US: President Bush will make a televised address this evening from the deck of an aircraft carrier in the Pacific to tell Americans that major combat in Iraq has officially ended. Mr Bush will not however declare victory nor declare the war to be over.
While the Iraqi regime has been overthrown, skirmishes continue and the United States has yet to achieve some of its main objectives in the war. US forces have not located unconventional weapons - the main stated reason for going to war - or captured former Iraqi president Saddam Hussein and his two sons.
The limited declaration means that the United States avoids the requirements of the Geneva Convention, the international code for war and military conflict, that once war is declared over, the victorious army must release prisoners of war and halt operations targeting specific leaders.
After consulting overall military commander Gen Tommy Franks on Tuesday, Mr Bush will say that major combat operations have ended and that the next phase, the reconstruction of Iraq, has begun, White House spokesman Mr Ari Fleischer said.
"This is not a formal legalistic ending of the conflict, no. It is the fact that major combat operations have ended. The United States military forces continue to be fired at, so there are pockets of danger," said Mr Fleischer.
Mr Bush will make the speech from the deck of the aircraft carrier USS Abraham Lincoln as it steams toward San Diego more than a hundred miles off the California coast. The White House has asked the major US networks to carry the speech.
The venue and the qualified nature of the declaration is in marked contrast to the victory speech given by Mr Bush's father on March 6th, 1991, following the Gulf War. Speaking to a joint session of Congress, a week after the conclusion of six weeks of bombing and a four-day land campaign, Mr Bush snr formally declared victory saying: "Aggression is defeated. The war is over."
He went on to say that "our commitment to peace in the Middle East does not end with the liberation of Kuwait", a promise that his son is expected to echo tonight having published the road map to a Palestinian state.
White House officials say that this president is not likely to make the same mistake as his father, who gave the impression he was less concerned about domestic than foreign matters.

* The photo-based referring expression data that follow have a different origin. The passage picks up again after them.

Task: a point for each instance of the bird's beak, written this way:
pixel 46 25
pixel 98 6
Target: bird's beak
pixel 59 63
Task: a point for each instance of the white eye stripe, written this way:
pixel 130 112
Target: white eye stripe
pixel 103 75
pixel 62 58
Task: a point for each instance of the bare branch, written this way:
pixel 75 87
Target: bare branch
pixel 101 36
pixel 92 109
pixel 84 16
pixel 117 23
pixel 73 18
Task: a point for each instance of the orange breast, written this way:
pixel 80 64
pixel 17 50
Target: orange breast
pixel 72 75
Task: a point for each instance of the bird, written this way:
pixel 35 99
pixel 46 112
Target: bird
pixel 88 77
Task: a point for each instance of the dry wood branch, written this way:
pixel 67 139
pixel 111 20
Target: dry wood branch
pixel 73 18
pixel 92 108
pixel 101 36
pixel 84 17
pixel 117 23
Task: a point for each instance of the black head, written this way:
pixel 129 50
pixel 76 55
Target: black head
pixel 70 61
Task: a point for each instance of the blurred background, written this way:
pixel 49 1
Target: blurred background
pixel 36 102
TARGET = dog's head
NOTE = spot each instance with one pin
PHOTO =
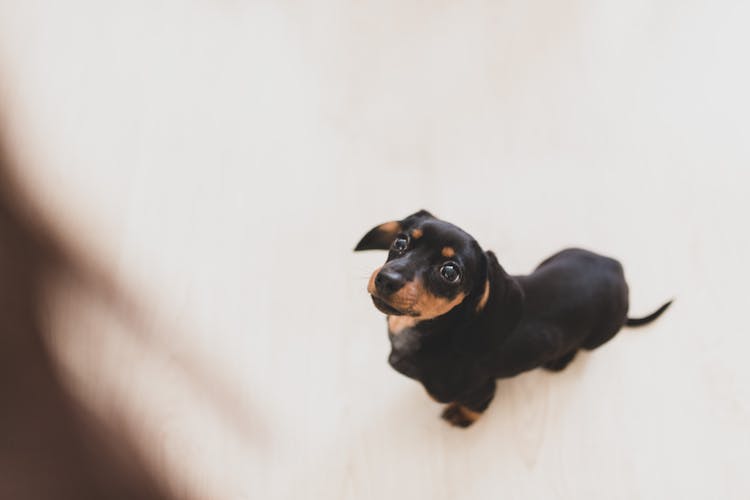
(432, 267)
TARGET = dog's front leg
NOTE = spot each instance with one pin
(470, 406)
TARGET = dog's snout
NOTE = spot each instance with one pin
(388, 282)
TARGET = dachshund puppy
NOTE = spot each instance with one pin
(457, 321)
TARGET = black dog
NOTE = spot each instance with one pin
(457, 321)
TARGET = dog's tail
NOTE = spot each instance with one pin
(647, 319)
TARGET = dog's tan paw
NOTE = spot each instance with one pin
(459, 416)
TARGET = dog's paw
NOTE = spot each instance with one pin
(459, 416)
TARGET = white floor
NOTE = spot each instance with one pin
(219, 160)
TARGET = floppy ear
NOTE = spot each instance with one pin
(380, 237)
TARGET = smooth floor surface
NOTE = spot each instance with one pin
(218, 161)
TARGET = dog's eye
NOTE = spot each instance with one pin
(449, 271)
(400, 243)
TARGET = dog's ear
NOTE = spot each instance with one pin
(380, 237)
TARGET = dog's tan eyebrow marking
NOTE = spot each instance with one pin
(485, 296)
(390, 227)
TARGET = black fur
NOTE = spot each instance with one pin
(574, 300)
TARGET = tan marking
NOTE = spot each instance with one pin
(429, 306)
(371, 283)
(390, 227)
(431, 396)
(469, 414)
(397, 324)
(417, 302)
(485, 296)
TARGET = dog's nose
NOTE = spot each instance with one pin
(388, 282)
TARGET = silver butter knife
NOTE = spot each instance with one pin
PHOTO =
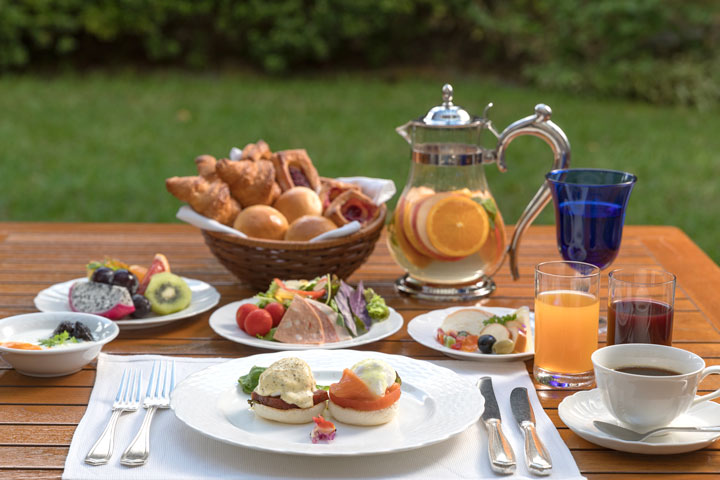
(536, 455)
(502, 457)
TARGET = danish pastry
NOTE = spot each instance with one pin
(206, 167)
(351, 205)
(211, 199)
(293, 168)
(256, 151)
(330, 189)
(251, 183)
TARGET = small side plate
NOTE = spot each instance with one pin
(222, 321)
(204, 297)
(423, 329)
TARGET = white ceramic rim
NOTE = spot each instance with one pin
(67, 348)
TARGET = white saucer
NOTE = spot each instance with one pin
(579, 410)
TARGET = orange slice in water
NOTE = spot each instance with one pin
(457, 226)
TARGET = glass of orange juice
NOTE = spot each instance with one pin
(567, 310)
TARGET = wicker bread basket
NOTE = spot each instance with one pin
(256, 262)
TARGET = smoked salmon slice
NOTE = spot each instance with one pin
(352, 392)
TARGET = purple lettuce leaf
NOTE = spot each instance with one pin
(358, 304)
(343, 303)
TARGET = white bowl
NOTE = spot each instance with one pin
(56, 361)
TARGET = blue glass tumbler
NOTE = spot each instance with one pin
(590, 207)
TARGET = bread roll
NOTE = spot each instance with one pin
(298, 201)
(261, 221)
(308, 227)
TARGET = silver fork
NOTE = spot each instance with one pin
(160, 385)
(126, 400)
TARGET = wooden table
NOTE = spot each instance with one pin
(38, 416)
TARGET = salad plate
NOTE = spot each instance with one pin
(222, 321)
(580, 409)
(423, 329)
(204, 297)
(212, 403)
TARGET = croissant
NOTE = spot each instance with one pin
(351, 205)
(251, 183)
(206, 167)
(330, 189)
(293, 168)
(256, 151)
(211, 199)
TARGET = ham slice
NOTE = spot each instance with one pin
(328, 317)
(300, 324)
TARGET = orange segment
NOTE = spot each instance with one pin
(457, 226)
(413, 197)
(396, 228)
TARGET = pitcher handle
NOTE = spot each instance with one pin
(538, 125)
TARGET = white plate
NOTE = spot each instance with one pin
(435, 404)
(423, 329)
(204, 297)
(579, 410)
(223, 322)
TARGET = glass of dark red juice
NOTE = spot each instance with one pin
(640, 306)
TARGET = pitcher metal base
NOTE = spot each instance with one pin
(435, 292)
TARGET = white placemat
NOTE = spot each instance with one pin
(179, 452)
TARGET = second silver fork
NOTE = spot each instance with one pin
(160, 385)
(126, 400)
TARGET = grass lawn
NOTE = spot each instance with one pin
(98, 147)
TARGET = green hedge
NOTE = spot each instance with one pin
(657, 50)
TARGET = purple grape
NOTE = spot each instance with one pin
(103, 275)
(142, 306)
(124, 278)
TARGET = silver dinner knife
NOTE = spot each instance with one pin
(502, 457)
(536, 455)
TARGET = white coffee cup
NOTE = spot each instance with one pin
(645, 402)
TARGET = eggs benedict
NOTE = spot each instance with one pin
(367, 394)
(286, 392)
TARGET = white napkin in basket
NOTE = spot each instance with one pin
(178, 452)
(380, 190)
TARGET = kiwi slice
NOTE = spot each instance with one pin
(168, 293)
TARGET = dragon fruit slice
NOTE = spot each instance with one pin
(110, 301)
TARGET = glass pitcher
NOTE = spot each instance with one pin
(447, 231)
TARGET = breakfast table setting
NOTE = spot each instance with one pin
(300, 326)
(42, 417)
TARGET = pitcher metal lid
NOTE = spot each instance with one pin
(447, 114)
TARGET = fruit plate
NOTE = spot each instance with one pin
(204, 297)
(211, 402)
(423, 329)
(223, 322)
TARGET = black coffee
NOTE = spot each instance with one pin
(651, 371)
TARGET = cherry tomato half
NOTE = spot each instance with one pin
(258, 322)
(276, 310)
(242, 312)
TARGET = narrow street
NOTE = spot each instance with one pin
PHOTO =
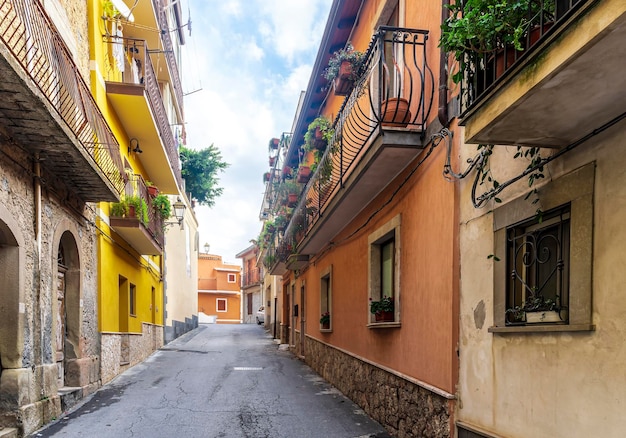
(217, 381)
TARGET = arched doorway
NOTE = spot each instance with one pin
(68, 309)
(61, 319)
(12, 309)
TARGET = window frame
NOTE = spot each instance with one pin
(326, 296)
(375, 241)
(575, 188)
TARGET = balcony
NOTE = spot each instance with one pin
(566, 84)
(145, 234)
(251, 277)
(47, 108)
(138, 103)
(372, 143)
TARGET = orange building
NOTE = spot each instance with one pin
(219, 290)
(369, 256)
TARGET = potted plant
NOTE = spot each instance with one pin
(488, 27)
(535, 309)
(152, 189)
(395, 112)
(319, 133)
(280, 222)
(344, 68)
(325, 321)
(274, 142)
(162, 206)
(383, 310)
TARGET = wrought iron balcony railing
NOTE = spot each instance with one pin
(483, 71)
(395, 69)
(136, 188)
(168, 46)
(31, 38)
(251, 277)
(141, 72)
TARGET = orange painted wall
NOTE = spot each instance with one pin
(213, 284)
(425, 346)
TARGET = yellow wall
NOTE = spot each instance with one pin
(116, 258)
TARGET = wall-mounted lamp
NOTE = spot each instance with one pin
(136, 149)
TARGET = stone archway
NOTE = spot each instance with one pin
(68, 310)
(12, 310)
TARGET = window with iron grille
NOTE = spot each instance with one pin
(537, 260)
(545, 265)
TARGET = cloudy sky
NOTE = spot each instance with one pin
(244, 67)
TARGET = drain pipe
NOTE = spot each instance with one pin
(442, 112)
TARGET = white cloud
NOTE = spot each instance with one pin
(252, 63)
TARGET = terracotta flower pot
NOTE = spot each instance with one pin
(343, 84)
(384, 316)
(395, 112)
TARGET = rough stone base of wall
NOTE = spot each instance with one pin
(402, 407)
(120, 351)
(179, 328)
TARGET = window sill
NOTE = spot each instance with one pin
(543, 328)
(381, 325)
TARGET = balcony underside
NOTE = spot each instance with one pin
(136, 234)
(27, 118)
(575, 84)
(131, 104)
(391, 151)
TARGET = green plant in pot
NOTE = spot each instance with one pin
(319, 134)
(162, 206)
(484, 27)
(382, 309)
(344, 69)
(535, 302)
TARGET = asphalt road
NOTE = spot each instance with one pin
(226, 381)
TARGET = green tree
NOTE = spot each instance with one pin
(200, 169)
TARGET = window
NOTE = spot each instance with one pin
(326, 300)
(132, 299)
(537, 258)
(384, 274)
(544, 262)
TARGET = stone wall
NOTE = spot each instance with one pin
(402, 407)
(120, 351)
(29, 326)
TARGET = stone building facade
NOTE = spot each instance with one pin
(50, 176)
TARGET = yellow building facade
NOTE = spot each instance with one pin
(141, 103)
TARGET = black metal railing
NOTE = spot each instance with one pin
(32, 39)
(138, 69)
(136, 187)
(483, 71)
(395, 68)
(168, 46)
(251, 277)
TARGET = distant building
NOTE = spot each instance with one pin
(251, 282)
(181, 275)
(219, 290)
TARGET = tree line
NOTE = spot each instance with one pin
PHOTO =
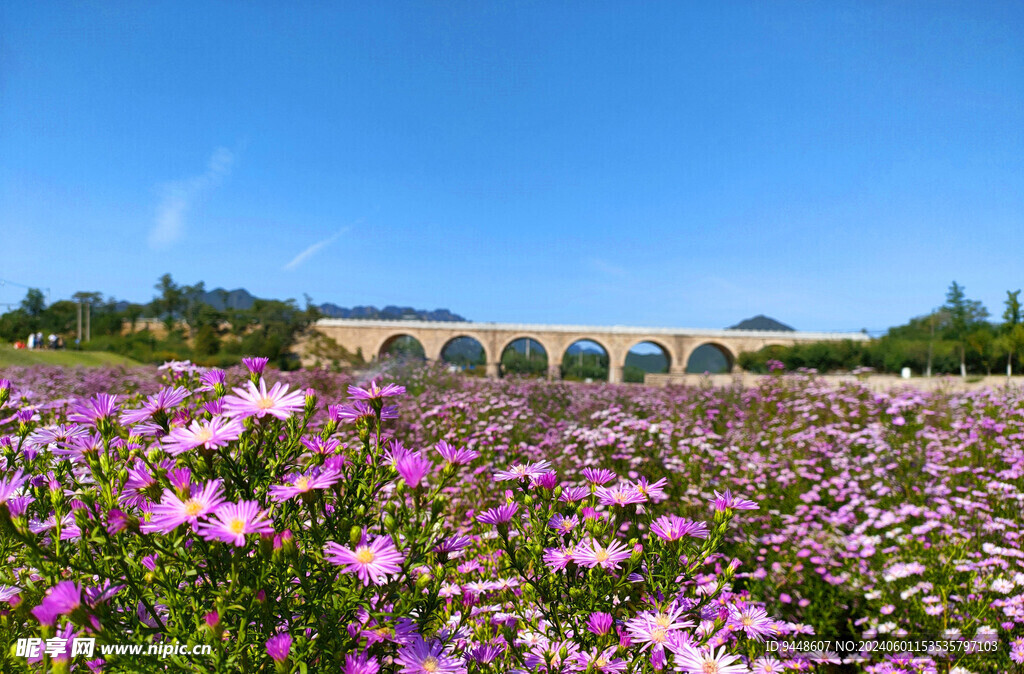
(193, 329)
(956, 338)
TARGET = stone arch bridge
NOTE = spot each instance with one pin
(373, 337)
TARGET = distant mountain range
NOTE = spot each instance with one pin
(241, 298)
(761, 322)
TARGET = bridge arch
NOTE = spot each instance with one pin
(714, 356)
(598, 367)
(403, 342)
(645, 356)
(466, 349)
(526, 363)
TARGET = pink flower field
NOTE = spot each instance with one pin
(419, 521)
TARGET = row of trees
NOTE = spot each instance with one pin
(192, 327)
(956, 337)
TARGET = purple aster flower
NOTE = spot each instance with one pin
(211, 379)
(422, 658)
(171, 512)
(699, 661)
(452, 455)
(320, 446)
(279, 646)
(10, 594)
(163, 401)
(621, 495)
(361, 664)
(594, 554)
(297, 483)
(256, 365)
(499, 515)
(374, 392)
(752, 621)
(673, 528)
(413, 467)
(727, 501)
(233, 520)
(371, 561)
(598, 475)
(599, 623)
(523, 471)
(218, 431)
(10, 485)
(98, 408)
(253, 402)
(62, 598)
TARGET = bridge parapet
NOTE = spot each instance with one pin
(678, 343)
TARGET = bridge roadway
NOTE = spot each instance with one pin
(374, 337)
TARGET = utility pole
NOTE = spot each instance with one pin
(931, 343)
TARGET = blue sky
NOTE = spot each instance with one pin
(835, 165)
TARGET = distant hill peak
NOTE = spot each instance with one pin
(761, 322)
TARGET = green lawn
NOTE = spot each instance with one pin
(23, 356)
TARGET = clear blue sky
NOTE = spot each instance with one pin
(834, 165)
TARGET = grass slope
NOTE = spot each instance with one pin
(11, 356)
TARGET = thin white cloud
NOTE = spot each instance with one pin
(177, 197)
(312, 250)
(607, 267)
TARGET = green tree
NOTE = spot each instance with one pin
(1012, 338)
(34, 303)
(965, 314)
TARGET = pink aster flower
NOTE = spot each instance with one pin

In 1991, the then President Bush said: "Our first priority is to get this economy rolling again," but did not follow up with a programme to end the recession. Republicans blame this for their defeat in the presidential election the following year.
Mr Bush snr had an approval rating of 89 per cent on the day he declared victory. His son is not quite so popular - he has 73 per cent approval according to recent polls and is likely to strongly emphasise his tax-cutting plans to stimulate the economy.
The carrier will be so far out to sea that it will beyond the reach of helicopters, so President Bush will travel in a small aircraft which will make a cable-assisted landing on the deck of the carrier.
He will spend the night on the carrier and leave tomorrow before it arrives in San Diego. The Lincoln has been at sea for nine months.